Newton went on to repurchase a good deal more South Sea Company shares at more than three times the price of his original stake, and then proceeded to lose £20,000 (which, in 1720, amounted to almost all his life savings).
This prompted him to add, allegedly, that “I can calculate the movement of stars, but not the madness of men.”
The chart of the South Sea Company’s stock price, and effectively of Newton’s emotional journey from greed to satisfaction and then from envy and more greed, ending in despair, is shown above.
Lesson learnt is that herd mentality kicks in after euphoric greed predominates kicking out all the sanity a person have.
Resisting such emotions is very very tough and I have to fight it out every time I am in that situation.
What worked has me may not work well for others but I had more success when the risks were higher. You can get a good price and if you can factor the risk, it comes out be a better deal.
People pay a premium when markets are good but they all give a massive discount when the markets are down.
While every one has access to the market data or media, very few are able to separate sentiments from rationality. I purchased few houses from foreclosure couple of years ago & I can’t believe that I was able to purchase houses for 10% of their value. Cash flow remains almost the same as well. So I bought few and sold them at rent-to-own with taking down payment higher than what I paid for the house. I wish if I knew more about it back then but there is always another time.
Many people won’t know that house prices in 2010 touched around 1945s level. 1945 as a reminder was post-world war II era when the entire world was going through a great depression. Economy, GDP, Population and other factors are no where closer to 1945, so that buy made perfect sense. Population, GDP was at-least double if not more in 2008 over 1945 but the house price levels were the same. Even though 2008 was a tough year but I was getting too much discount to pass.
While I don’t know if such times will ever return but if you’re patients, you can have success. As they say ” Let the price comes to you”
Take a longer time frame while making a decision. Population is increasing so that’s a very easy factor to account for. Facts like population, inflation, GDP are easily available. We’re producing far more kids than before, incomes levels have gone up & people are working longer hour even post-retirement. Efficiency is increasing day by day in every field of life.
While US economy is growing at 2-3% per year & regardless of how slow it looks like, it is really good however it can’t be sustained for long.
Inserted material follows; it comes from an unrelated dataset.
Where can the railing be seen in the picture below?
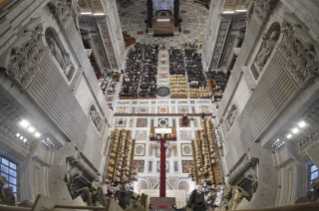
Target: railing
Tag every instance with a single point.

Though we live in the most peaceful time of history, it doesn’t take lot of time to shift things over. This is the reason, we’ve to extend our time horizon and focus on things which are sustainable in the long run.
Here is what I would be doing if I am going into the new year as an investor
Construct a thesis around a hypothesis, build a strategy on how to achieve it with a backup plan & then discipline himself in following it. Every failure or success should take you back to the working sheet to validate or invalidate his assumptions.